JERUSALEM - Israel's former premier Ariel Sharon, whose health deteriorated on Thursday, was an arch-hawk turned statesman who pioneered plans to redraw the nation's borders and revolutionised its political landscape.

The hospital where the 85-year-old Sharon has been housed since falling into a coma on January 4, 2006, announced on Thursday his "vital organs" were failing.

"His state is classed as critical, meaning his life is in danger," Tel Hashomer hospital director Zeev Rotstein told Israeli public radio.

The veteran politician's extraordinary and controversial career stretches back more than half a century, when he made it his mission to safeguard national security.
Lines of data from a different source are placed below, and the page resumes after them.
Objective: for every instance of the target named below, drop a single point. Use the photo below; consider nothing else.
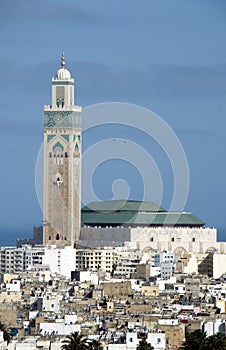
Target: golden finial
(62, 60)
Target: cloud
(103, 82)
(47, 11)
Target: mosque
(143, 225)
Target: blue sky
(168, 56)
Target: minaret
(62, 163)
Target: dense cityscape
(121, 274)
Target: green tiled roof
(134, 213)
(123, 206)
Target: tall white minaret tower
(62, 163)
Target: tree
(74, 341)
(216, 342)
(195, 340)
(144, 345)
(6, 333)
(94, 345)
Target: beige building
(62, 159)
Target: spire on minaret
(63, 60)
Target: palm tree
(216, 342)
(6, 333)
(74, 341)
(94, 345)
(144, 345)
(195, 340)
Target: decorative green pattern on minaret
(62, 119)
(50, 137)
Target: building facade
(62, 163)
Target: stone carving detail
(61, 119)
He became convinced Israel needed to separate from the Palestinians and unilaterally determine its own borders.

After withdrawing Israeli troops and settlers from the Gaza Strip in September 2005 following a 38-year occupation, Sharon abandoned his rightwing Likud party to form a centrist grouping to fulfil what he saw as a historic calling.

But after he fell into a coma, the Islamist movement Hamas took control of Gaza, having routed forces loyal to moderate Palestinian president Mahmud Abbas in June 2007, effectively setting up an Islamist territory on Israel's border.

Sharon was also known for Israel's controversial 1982 invasion of Lebanon that left around 20,000 people dead.

In 2006, a UN-brokered ceasefire took effect in Lebanon after a 34-day war between Israel and the Shiite militant group Hezbollah, created as a result of the 1982 invasion Sharon directed as defence minister.

Born in British-mandate Palestine on February 27, 1928, to parents from Belarus, Sharon summed himself up in the title of his autobiography: "Warrior".

He was first elected premier in February 2001, just months after walking across the disputed Al-Aqsa/Temple Mount compound in Jerusalem in an action that sparked the second Palestinian uprising.

While his administration was initially seen as the most hawkish in Israeli history, less than four years later it withdrew troops and settlers from Gaza, Palestinian territory occupied in the 1967 war.